А так, по виду, не скажешь —
лицо неподвижно, а губы растянуты в ломте
арбузной улыбки. Глаза только смотрят тускло
и пристально. Так, кажется, смотрят волки —
знатоки хорошего мяса и роли искусства.
 
 

3.

 
 
Я не вижу за тобой войска, и родные стены за тобой не маячат,
и семья не защищает спину — игрушечным ружьем или куклой.
Я вижу за тобой небо. По которому птица не плачет.
Прозрачнее, чем глазные капли, а по краям — белесое, тусклое.
И если у тебя нет названия тем видениям, которые ты ищешь,
значит, ты жив еще. Значит, предплечье зажило, пульс вернулся.
Я знаю, что нам не встретиться. Разве что хитрый нищий,
один и тот же (ты слышишь), купит на наши монеты устриц
и устроится их раскрывать у нечистой кромки
того тротуара столицы, по которой мы не ходили — оба.
Голоса у людей — ты заметил — теперь сухие и ломкие,
как комья земли, что по крышке — сыто и дробно.
Да и небо вокруг одно. И в запястьях руки подвижны,
когда вскинутся вверх — не по воле, а просто никак иначе,
я вижу тебя в отражении моей неустроенной жизни,
там, наверху, перевернутым. Где бывший ребенок плачет.
 
 

* * *

 
 
Вот он, ветер свободы, пей его, жри,
жрица любви к непогоде, сменившая веру — на ветер.
Как в непогоду стонали твои корабли,
так в годы счастья — твои нерожденные дети.
 
 
А в годы несчастья рожденные дети умны,
неприхотливы, жестоки.

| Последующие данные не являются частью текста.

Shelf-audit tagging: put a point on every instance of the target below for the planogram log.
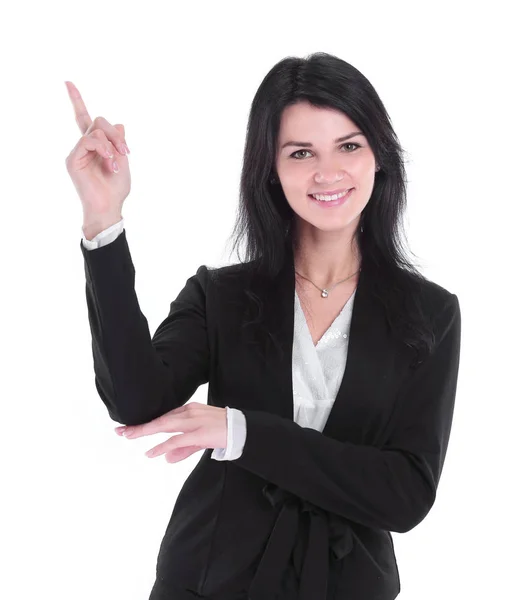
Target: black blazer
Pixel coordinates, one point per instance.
(300, 509)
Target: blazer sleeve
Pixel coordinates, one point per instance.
(139, 378)
(391, 487)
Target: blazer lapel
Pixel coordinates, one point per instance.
(365, 398)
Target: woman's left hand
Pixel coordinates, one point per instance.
(202, 426)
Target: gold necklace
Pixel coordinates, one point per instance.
(324, 291)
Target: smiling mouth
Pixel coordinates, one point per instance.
(332, 198)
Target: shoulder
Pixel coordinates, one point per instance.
(440, 304)
(233, 276)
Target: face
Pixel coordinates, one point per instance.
(313, 161)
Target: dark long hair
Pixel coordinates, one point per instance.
(265, 220)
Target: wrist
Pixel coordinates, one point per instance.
(92, 228)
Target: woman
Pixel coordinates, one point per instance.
(332, 363)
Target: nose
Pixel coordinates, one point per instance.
(328, 172)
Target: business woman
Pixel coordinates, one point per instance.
(331, 362)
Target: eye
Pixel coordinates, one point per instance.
(346, 144)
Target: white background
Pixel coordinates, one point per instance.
(83, 511)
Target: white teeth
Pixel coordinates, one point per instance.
(329, 198)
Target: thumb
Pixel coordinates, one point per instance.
(121, 129)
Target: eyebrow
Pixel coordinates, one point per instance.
(337, 141)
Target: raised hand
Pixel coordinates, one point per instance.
(92, 167)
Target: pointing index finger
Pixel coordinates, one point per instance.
(81, 114)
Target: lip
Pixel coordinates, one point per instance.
(332, 203)
(332, 192)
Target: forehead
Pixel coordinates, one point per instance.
(305, 122)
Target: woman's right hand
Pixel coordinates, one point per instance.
(101, 190)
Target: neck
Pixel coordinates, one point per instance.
(325, 257)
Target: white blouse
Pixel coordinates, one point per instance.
(317, 370)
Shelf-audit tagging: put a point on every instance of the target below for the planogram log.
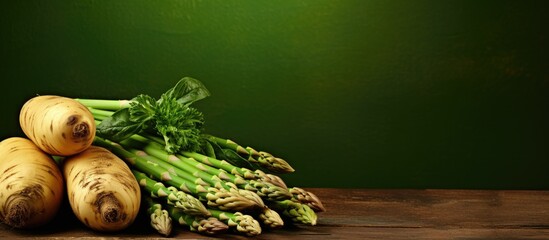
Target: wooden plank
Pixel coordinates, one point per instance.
(370, 214)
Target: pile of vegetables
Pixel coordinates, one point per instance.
(121, 158)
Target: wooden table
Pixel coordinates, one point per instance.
(371, 214)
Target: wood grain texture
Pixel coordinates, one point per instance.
(372, 214)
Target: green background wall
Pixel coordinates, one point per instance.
(373, 94)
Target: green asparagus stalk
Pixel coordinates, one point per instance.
(214, 197)
(270, 178)
(190, 172)
(204, 225)
(306, 197)
(250, 157)
(297, 212)
(160, 219)
(264, 190)
(270, 218)
(179, 199)
(244, 224)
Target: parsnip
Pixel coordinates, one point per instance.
(102, 191)
(58, 125)
(31, 184)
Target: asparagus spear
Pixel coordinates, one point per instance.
(242, 223)
(160, 219)
(306, 197)
(297, 212)
(190, 173)
(265, 190)
(250, 157)
(205, 225)
(214, 197)
(270, 218)
(186, 202)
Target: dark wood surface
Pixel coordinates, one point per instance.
(370, 214)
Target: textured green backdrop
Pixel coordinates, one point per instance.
(375, 94)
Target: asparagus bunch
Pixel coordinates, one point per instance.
(247, 156)
(170, 195)
(205, 182)
(160, 219)
(206, 225)
(214, 197)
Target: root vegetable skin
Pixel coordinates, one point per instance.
(31, 184)
(58, 125)
(102, 191)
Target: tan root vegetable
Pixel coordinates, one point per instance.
(57, 125)
(102, 191)
(31, 184)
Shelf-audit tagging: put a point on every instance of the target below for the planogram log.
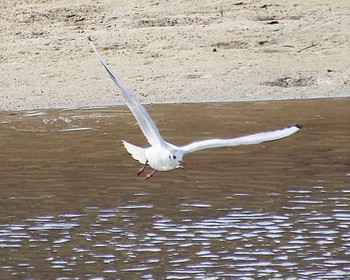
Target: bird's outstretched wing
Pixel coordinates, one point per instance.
(145, 121)
(244, 140)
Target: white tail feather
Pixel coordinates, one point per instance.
(136, 152)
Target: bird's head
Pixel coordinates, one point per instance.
(176, 158)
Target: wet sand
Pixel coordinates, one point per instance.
(181, 51)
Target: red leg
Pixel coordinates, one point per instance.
(142, 169)
(150, 175)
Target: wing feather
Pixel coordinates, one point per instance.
(256, 138)
(144, 120)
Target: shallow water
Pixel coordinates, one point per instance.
(72, 206)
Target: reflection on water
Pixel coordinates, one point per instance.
(72, 206)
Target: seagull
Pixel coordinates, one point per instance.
(164, 156)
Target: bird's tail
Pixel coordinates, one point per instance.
(136, 152)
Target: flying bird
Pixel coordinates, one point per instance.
(164, 156)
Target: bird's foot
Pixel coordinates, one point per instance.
(150, 175)
(140, 171)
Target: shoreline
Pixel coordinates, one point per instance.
(171, 102)
(176, 52)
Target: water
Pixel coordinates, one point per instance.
(72, 206)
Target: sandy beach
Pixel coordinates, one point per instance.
(172, 51)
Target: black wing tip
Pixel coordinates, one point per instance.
(296, 125)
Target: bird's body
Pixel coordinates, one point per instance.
(163, 156)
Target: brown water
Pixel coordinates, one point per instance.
(72, 206)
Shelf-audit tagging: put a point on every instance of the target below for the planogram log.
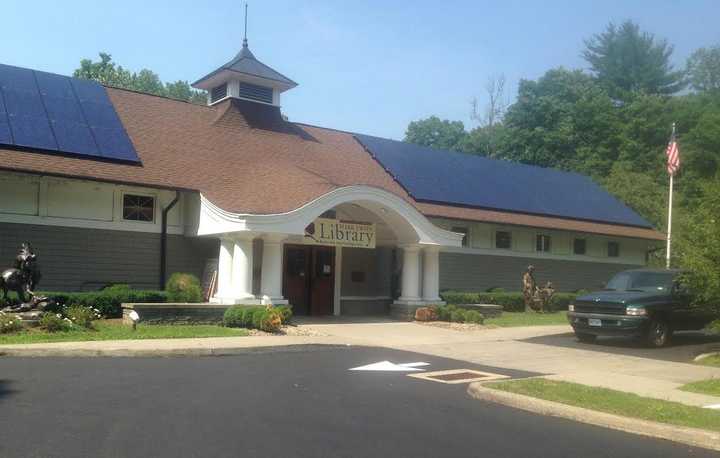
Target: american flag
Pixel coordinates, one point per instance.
(673, 154)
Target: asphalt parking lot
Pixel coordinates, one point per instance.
(684, 347)
(303, 402)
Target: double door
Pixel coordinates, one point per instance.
(309, 279)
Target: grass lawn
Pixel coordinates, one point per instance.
(615, 402)
(710, 361)
(511, 319)
(114, 330)
(710, 387)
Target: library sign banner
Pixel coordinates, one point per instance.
(325, 231)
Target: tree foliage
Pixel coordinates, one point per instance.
(613, 123)
(107, 72)
(703, 69)
(627, 61)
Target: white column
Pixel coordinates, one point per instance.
(271, 276)
(410, 282)
(242, 269)
(431, 274)
(225, 269)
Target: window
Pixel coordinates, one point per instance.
(542, 243)
(503, 240)
(579, 246)
(613, 249)
(464, 231)
(138, 208)
(219, 92)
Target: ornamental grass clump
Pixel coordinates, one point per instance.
(9, 323)
(55, 322)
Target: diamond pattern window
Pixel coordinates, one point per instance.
(138, 208)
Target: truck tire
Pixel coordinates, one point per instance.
(586, 338)
(658, 333)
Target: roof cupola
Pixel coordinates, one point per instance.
(245, 77)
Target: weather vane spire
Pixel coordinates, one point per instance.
(245, 36)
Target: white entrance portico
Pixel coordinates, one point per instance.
(415, 243)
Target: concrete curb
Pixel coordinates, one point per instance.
(159, 352)
(689, 436)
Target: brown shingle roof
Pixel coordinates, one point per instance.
(246, 159)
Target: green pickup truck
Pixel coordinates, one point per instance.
(645, 303)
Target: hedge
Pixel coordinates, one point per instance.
(108, 301)
(263, 318)
(511, 302)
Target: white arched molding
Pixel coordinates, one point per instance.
(410, 224)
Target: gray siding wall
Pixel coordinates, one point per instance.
(477, 273)
(75, 259)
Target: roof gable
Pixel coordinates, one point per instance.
(447, 177)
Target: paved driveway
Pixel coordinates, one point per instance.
(301, 403)
(543, 349)
(684, 347)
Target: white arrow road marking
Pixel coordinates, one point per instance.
(390, 367)
(413, 364)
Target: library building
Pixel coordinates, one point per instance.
(114, 186)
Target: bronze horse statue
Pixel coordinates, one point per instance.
(22, 278)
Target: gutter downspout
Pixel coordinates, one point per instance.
(163, 239)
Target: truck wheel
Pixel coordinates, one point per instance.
(658, 334)
(586, 338)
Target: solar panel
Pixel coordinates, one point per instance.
(447, 177)
(57, 113)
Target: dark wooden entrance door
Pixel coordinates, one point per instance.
(309, 279)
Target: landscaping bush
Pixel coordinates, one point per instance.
(473, 316)
(457, 316)
(55, 322)
(9, 323)
(233, 317)
(263, 318)
(108, 301)
(426, 314)
(511, 302)
(285, 312)
(183, 287)
(82, 316)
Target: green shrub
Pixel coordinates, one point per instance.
(55, 322)
(285, 312)
(233, 317)
(9, 323)
(108, 301)
(473, 316)
(263, 318)
(183, 287)
(511, 302)
(82, 316)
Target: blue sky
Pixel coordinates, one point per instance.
(364, 66)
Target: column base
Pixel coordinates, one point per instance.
(236, 301)
(403, 309)
(266, 300)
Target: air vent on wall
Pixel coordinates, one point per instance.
(218, 93)
(255, 92)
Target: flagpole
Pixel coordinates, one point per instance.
(669, 237)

Они помогают в служении,
как помогает озноб наступленью зимы,
и ей же — отсутствие смеха и сожаления.
 
 
Точным и острым не взглядом, но жестом, вели
выть во всю глотку и ветру, и волку, и трубам
и радуйся, видя как жадно твои кобели
хапают воздух, совокупляясь друг с другом.
 
 
А, этого ты добивалась — зазора в стене,
грунтованной содранной кожей скользящих ладоней —
чужих и смирившихся. Тихий уютный садовник,
косу отставив, берется за тусклый стилет.
 
 
 
 

РУССКИЕ В ПАРИЖЕ

 
 

1.

 
 
послушай, боб, ты дико иностранен!
и это ощущенье славно лечит
от ностальгии. боб, ты гений речи,
которую россия споро правит
на кожаном казарменном ремне,
оставив бляху в левой стороне.
а в правой стороне мерцает жизнь
со скоростью, положенной экрану.
веселый боб, ты жесткий, пьяный, бравый,
ты перенял повадки сапожищ,
которые блестели на параде
и братства ради, и начальства ради.
как ты хорош в париже, щедрый боб!
ты щеришься, ты рыкаешь, ты ласков,
в глазах твоих двоятся те же краски,
которыми исполнил город — бог.
и осень наполняется тоской —
не русской — дикой, страшной, неотрывной,
а одомашненной, эстетствующей, дивной,
но, господи мой боже, не такой!
залив разреженным, музейным, неживым,
прекрасным пойлом то, что тлеет вечно
(я, боб, про душу и про то, что лечит),
вываливаюсь из оранжери,
запутавшись в японках, как в мальках,
рванусь к реке, под мост, как пьяный в сени
и крикну: «боб, сегодня воскресенье,
пойдем с тобой по городу мелькать!»
когда себя устанешь сознавать
участником разрозненного быта?
боб, это праздник! не за это ль пито?
об этом мы боялись и мечтать,
а вот теперь, за столиком бистро,
лежалым взглядом вяло тыча в кружку,
я сознаю, что скисло естество,
и сломана последняя игрушка.
зачем встречаться было мне с тобой
в размытом серым и жемчужным светом
стандартном городе, где вместо моссовета
стоит и всем советует другой,
но, в общем, тот же... боб моей души,
зачем ты начал прорастать в париже,
ты, вечный жид, ты, неуемный рыжий,
ты, проданный когда-то за гроши...
 
 

2.

 
 
Я сидела спиной к променаду,
потому что спина — это тупо,
потому что спиною не надо
демонстрировать верность поступков.
Я сидела к гуляющим боком,
сложный профиль нагнув над бургундским.
Жизнь спешила за мной автостопом,
захмелев и горланя по-русски.
 
 

* * *

 
 
Когда дождь, протяни ладонь под его — что?
Шелка? Сапоги? Пьяные слезы о прошлом?
Заплывший глаз осени киснет. Гнойное тусклое солнце
присохло в углу.
— Боже,
да возьмите ее в счастье!—
дождь толкает меня ветром в спину.—
Она у меня толковая, урожденная октября.
И, как собака с привязи, рвется к сердцу осина,
принюхивается и щерится, развлечения для.
 
 
Когда день, выйди, если не страшно, под его — что?
Излучение? Изучение? Очную ставку с судьбой?
Иди себе гордо, как ходит однажды — каждый,
и учи искусству депрессий, и смейся, как часовой —
глазами и дрожью ружья.
Но это уже не я.
 
 

* * *

 
 
У старого мифа нет продолженья, но все же — взгляни,
прислушайся — это ль не топот коней по пустыне из камня.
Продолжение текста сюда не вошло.